車のキーや家の鍵は、この2つの要素を合わせてしまっているので、=「セキュリティシステムの崩壊」になってしまうのです。

銀行はお金の出し入れが本業ですから、この点に関してもうちょっと慎重です。

すなわち、「キャッシュカードを持ってきたからといって、本人とは限らないよね」という疑りの姿勢が業務に組み込まれています。

大事なお金を低金利で預けてるんですから、そのくらいはやって欲しいところですが、銀行側の視点に立つと「どうやって本人だと見分ければいいんだ?」という大問題が発生します。

「顔で見分けよう」なんて方法もありますね。

これは先ほどの「識別」とセットで行えます。

これも非常によい方法ですが、村民加入の郵便局。

みたいな環境でないと難しいかもしれません。

そ・こ・で、出てくるのが「暗証番号」なのです。

「顔を覚えきれないんだったら、本人にしか分からない秘密のことばを設定してもらおう。

お金を引き出すときはそれを答えてもらえばいい。

本人しか知らないんだから、本人だということが確認できるぞ。

なんでいいアイデアだ!」なんて言ったかどうかは分かりませんが、そう考えた人がいたわけです。

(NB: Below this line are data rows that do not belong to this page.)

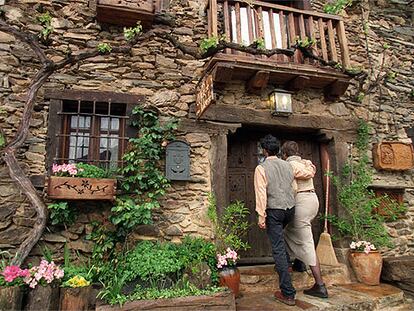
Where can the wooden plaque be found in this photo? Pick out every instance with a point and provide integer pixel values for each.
(205, 95)
(393, 156)
(76, 188)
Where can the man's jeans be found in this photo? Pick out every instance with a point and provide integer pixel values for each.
(276, 220)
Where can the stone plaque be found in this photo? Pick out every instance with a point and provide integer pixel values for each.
(177, 165)
(393, 156)
(205, 95)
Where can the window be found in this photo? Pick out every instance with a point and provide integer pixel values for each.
(89, 127)
(92, 132)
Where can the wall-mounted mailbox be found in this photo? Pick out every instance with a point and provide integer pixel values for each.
(177, 166)
(393, 156)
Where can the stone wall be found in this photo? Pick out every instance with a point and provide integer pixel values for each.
(168, 79)
(388, 108)
(155, 69)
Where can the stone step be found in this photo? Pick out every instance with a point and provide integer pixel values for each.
(348, 297)
(263, 277)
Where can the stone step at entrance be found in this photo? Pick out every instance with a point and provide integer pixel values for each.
(348, 297)
(264, 278)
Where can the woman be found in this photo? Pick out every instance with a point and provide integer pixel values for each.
(298, 234)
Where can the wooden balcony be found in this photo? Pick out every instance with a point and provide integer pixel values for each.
(127, 12)
(280, 27)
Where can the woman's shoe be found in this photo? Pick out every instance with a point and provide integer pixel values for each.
(316, 290)
(290, 301)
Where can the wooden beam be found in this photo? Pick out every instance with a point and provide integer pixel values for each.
(336, 88)
(234, 114)
(298, 83)
(223, 73)
(122, 98)
(259, 81)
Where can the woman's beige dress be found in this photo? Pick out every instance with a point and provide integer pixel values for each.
(298, 233)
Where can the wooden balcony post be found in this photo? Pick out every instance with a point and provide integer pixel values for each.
(331, 39)
(213, 10)
(343, 43)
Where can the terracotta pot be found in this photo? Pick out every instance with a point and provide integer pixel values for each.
(230, 277)
(367, 267)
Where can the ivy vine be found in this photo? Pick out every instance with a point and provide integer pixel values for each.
(143, 180)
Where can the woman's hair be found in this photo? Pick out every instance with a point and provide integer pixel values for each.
(271, 144)
(290, 148)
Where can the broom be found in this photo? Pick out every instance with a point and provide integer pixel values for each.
(325, 250)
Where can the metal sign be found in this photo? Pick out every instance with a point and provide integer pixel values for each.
(205, 95)
(177, 164)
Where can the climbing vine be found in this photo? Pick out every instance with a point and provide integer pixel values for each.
(143, 180)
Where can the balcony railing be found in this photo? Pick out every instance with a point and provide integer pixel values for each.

ただし、これは特別独創的なアイデアというわけではありません。

「山と言えば川」に代表される、符牒やら合い言葉は昔からありました。

これを応用したのが、現代の暗証番号と言えます。

「今、お金を引き出そうとしているこいつは、ほんものだと思っていいのか?」を確認するステップなんですね。

セキュリティ用語では、「認証」と言います。

ポイントになるのは、銀行や利用者がやりたい(やって欲しい) のは認証という行為であって、暗証番号の確認はその手段でしかないということです。

「認証」ができればその手段は本当はなんでもいいのです。

「認証がしたい」→「暗証番号を使ってみょうか」という流れであって、「暗証番号ありき」→「認証ができたぞ」ではないことは、是非把握しておきましょう。

順序が違うとだいぶ結果が違ってしまいます。